This is a guest post by James Painter of the Reuters Institute for the Study of Journalism
It’s nearly Christmas, so it must be the end of another round of UN climate talks. One of the less reported aspects of this annual meet-up is that the 190-odd delegations often come from quite different backgrounds when it comes to popular views about climate change in their home countries.
For example, surveys show significant differences between countries as to how much people believe that mankind’s greenhouse gas emissions are the main driver of climate change.
At first this might seem odd. After all, reports from the IPCC and others are pretty good at laying out where there are core certainties and residual uncertainties. And these reports get widespread coverage in most countries of the world.
Difference of opinion
But in a recent AXA/Ipsos survey of 13,000 internet users in 13 countries, the USA and the UK showed much lower agreement than other countries with the statement that ‘human activity is mainly responsible for climate change’.
In the US, 58 per cent agreed with the statement. In the UK it was 65 per cent. All the other countries (Belgium, France, Germany, Hong Kong, Indonesia, Italy, Japan, Mexico, Spain, Switzerland and Turkey) were 78 per cent or over.
In fact, the USA often appears near or at the bottom of the list of countries believing in man-made climate change. It was only in September this year that for the first time since 2008, more than half of Americans (54%) said they believed global warming is caused mostly by human activities.
Climate of scepticism?
Is there any link between these lower levels of belief in human-made climate change and the stronger presence of climate sceptics in the media?
It goes without saying that a whole range of factors influence people’s beliefs about climate change, from their cultural and political values to direct experience of a changing climate.
But it would be hard to argue that the media have no influence, when it is there that most lay people get their information about science.

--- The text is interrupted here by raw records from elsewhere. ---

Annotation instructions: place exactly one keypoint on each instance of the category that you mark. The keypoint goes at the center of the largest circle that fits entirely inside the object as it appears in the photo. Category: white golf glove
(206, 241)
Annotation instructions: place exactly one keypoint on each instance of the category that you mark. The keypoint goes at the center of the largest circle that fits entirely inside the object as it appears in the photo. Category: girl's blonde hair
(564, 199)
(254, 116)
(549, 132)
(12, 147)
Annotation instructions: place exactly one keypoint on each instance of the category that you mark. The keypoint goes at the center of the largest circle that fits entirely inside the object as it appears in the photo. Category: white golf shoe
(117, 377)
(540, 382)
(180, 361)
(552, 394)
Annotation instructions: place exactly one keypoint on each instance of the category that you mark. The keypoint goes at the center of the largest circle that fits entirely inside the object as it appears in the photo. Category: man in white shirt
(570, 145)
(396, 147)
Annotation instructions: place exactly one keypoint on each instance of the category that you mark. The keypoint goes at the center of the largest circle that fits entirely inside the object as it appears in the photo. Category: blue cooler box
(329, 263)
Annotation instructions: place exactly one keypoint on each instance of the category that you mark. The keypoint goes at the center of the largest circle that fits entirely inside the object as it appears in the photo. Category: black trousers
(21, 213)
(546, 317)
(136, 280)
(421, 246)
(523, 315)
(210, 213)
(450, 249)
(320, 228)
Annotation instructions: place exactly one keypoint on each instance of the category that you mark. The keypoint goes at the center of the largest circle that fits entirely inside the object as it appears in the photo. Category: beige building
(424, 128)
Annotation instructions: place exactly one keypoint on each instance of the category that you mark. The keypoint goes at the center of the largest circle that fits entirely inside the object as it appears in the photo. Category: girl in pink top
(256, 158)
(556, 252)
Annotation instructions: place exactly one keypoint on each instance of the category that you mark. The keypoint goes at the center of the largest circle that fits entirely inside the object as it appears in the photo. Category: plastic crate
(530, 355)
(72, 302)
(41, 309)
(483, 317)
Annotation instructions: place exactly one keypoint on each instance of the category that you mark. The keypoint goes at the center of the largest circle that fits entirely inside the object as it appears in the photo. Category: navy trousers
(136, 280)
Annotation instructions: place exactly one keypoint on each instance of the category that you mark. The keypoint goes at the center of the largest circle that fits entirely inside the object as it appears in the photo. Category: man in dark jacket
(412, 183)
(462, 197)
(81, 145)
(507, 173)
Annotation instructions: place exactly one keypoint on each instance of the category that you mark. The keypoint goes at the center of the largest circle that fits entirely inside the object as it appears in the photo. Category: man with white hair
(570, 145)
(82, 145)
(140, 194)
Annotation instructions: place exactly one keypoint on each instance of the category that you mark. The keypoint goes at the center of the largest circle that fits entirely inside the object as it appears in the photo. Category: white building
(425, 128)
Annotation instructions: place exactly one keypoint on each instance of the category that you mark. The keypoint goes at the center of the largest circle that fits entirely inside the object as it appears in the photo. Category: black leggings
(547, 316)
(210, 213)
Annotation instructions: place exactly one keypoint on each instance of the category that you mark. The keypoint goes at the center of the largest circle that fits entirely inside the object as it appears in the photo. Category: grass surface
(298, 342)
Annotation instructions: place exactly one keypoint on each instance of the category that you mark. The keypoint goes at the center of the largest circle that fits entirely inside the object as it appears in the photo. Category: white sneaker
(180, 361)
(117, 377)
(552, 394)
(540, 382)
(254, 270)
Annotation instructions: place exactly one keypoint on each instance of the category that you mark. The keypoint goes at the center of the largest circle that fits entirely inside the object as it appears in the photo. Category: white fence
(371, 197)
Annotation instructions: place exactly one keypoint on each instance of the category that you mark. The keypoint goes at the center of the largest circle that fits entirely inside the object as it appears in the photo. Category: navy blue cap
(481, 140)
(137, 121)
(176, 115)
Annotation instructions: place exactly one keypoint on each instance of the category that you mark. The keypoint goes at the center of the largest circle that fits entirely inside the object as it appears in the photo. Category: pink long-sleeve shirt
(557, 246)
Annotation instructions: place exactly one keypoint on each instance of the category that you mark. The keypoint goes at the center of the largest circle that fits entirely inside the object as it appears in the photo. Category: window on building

There are certainly important differences in the amount of space the media in different countries give to sceptic voices. We recently carried out research of the print media in six countries, which clearly showed that newspapers in the US and UK tend to provide much more room for sceptical voices on climate change than those in France, Brazil, China and India.
This has prompted some to ask whether climate scepticism is principally an Anglo-Saxon phenomenon.
It was interesting to find that the ‘trend sceptics’ (who deny the global warming trend) are almost exclusively found in the US and UK newspapers. Sceptics who challenge the need for robust action to combat climate change also have a much stronger presence in the media of the same two countries.
So in the UK, the Global Warming Policy Foundation, which is seen mostly as a policy sceptic organisation, has achieved a major presence in the media since its formation in November 2009. The two most quoted sceptics by a huge margin were the two leaders of the GWPF, Nigel Lawson and Benny Peiser.
The core data came from a study we did at the Reuters Institute last year called Poles Apart. In it, we also looked at all ten UK national newspapers.
In the period from mid-November 2009 to mid-February 2010, around half of all the articles in the Mail and Express about climate change included some mention of sceptical voices. This was a significantly higher proportion than the other newspapers, which were mostly in the 10 to 30 per cent range.
We also concluded that much of the unchallenged climate scepticism was found not so much in the news reports but in the opinion pages of right-leaning newspapers, and particularly the Sun, Express and the Daily or Sunday Telegraph.
You would expect a lot of scepticism in this period as it included ‘Climategate’ and the questioning of some aspects of the IPCC reports. But what’s happened since then?
We are still crunching the numbers from the period mid-November 2010 to mid-February 2011. Preliminary findings suggest that – unsurprisingly – the total number of articles about climate change dropped significantly compared to the 2009/10 period. But expressed as a percentage of all articles about climate change, the incidence of sceptical voices seems to have remained much the same.
The Express remained the paper where climate scepticism was most apparent. The Telegraph, Express and Sun continued to publish regular unchallenged sceptical opinion pieces authored by some of its columnists.
This research prompts an array of interesting questions. One is the obvious and oft-asked one of why climate scepticism is more of a right-wing phenomenon both in the media and in wider society.
But it is also worth asking what the main drivers are of climate scepticism in the media. Is it newspaper owners or editors pushing an agenda? Is it journalists concerned with ‘balance’? Or is it the decline of specialist environment correspondents, who have an understanding of where mainstream science consensus lies?
Or are the media merely reflecting wider society, where there are loudly sceptical politicians and lobby groups?
At a time of questioning of journalistic standards in the press, it’s worth wrestling with these questions more.